Over aeons wave upon wave of varied vegetation adjusted to the different climates, latitudes and altitudes that this mudstone has seen. Until today the shallow, impoverished regolith and soil that it produces, brings forth not the spectacular rainforests than can grow on richer soils in this climate, but instead a gnarled and humble woodland of silver peppermint, Eucalyptus tenuiramis. A spacious, easily traversed forest with crackling, straggly undergrowth, so quintessentially Australian that I half expect to find a Roberts or McCubbin character propped against a trunk, billy boiling, handing me a cuppa.

Above us Tasmania’s green rosellas might be feeding on seeds, chuckling and sweetly tinkling, reminding me why I always think of them as bell parrots. If disturbed their relaxed calling would be replaced by their more excited flight/fright call 'cussick cussick'. Are they perturbed by clinking currawongs flying low through the trees? In this stealth mode, currawongs are more intent on finding prey than drawing attention to their presence. By contrast when our apple crop is near to ripe there is no such silence. Their loud ringing calls spread the news to the whole flock.

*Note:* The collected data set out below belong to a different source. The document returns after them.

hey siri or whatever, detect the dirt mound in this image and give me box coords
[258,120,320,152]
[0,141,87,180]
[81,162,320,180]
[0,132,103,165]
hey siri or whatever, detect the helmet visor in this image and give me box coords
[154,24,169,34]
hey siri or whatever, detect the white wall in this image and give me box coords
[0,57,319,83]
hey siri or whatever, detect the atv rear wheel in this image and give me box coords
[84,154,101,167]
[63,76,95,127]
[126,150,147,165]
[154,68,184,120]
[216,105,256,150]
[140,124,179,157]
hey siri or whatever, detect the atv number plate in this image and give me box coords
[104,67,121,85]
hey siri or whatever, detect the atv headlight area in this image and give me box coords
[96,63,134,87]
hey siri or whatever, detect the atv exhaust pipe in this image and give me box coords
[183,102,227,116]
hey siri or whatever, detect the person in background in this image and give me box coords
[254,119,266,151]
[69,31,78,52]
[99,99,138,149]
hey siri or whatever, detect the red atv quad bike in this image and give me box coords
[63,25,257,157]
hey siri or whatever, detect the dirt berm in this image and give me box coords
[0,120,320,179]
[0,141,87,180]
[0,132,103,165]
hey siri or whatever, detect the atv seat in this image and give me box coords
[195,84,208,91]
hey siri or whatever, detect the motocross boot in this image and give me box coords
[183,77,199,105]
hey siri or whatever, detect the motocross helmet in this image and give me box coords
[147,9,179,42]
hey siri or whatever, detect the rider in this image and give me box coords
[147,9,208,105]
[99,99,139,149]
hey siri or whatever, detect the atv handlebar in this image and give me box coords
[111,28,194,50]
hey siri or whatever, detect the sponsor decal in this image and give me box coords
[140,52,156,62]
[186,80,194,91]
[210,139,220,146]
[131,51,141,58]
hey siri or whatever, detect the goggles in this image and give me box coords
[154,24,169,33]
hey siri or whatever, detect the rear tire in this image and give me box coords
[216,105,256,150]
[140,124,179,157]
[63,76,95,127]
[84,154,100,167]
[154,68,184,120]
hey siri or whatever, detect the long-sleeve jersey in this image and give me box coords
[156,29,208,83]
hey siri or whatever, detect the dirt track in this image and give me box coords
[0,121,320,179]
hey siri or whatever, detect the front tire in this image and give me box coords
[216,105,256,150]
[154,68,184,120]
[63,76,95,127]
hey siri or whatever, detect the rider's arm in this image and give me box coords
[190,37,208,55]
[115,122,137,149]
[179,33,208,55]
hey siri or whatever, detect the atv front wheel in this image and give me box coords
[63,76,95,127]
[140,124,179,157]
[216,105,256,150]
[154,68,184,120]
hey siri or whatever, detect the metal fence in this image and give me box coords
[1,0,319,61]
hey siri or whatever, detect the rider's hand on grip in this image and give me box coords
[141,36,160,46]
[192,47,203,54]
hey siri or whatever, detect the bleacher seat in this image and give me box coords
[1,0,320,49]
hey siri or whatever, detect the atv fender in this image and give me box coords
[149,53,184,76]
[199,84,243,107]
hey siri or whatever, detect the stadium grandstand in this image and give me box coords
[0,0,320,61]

Such are a few tiny daytime fragments I might read in my local bush. But if I’m tempted to think I’ve gained a degree of familiarity, night-time confounds me. After dark this bushland takes on a wholly foreign character. Were I adept at reading with my nose, as my dog certainly is, I could more readily comprehend the pages of this crepuscular life. Instead I’m left to look at the tracks and traces it leaves behind. Potoroo and pademelon runways; bandicoot diggings; scats, frass, fur and feathers: clues to a twilit life. They remind me how close to bio-illiterate I am, despite nearly a quarter of a century of living in and looking at the one piece of bush.

All of this may explain why nature writing is a hard-won form. Yes, any good writer should be able to write about the natural world. But to do it successfully, to do it in a way that rings true, requires the same kind of observational commitment that writers put into character, plot or sentence structure.

This year’s prize-winning pieces illustrate well the benefits of such toil. Whether describing human efforts to restore what once was, nature’s gentle irruptions into tangled urban lives, or the perils faced by all life forms, the felicity of the writing cloaks the observational labour involved. How encouraging that so many are so effectively taking on this labour of love.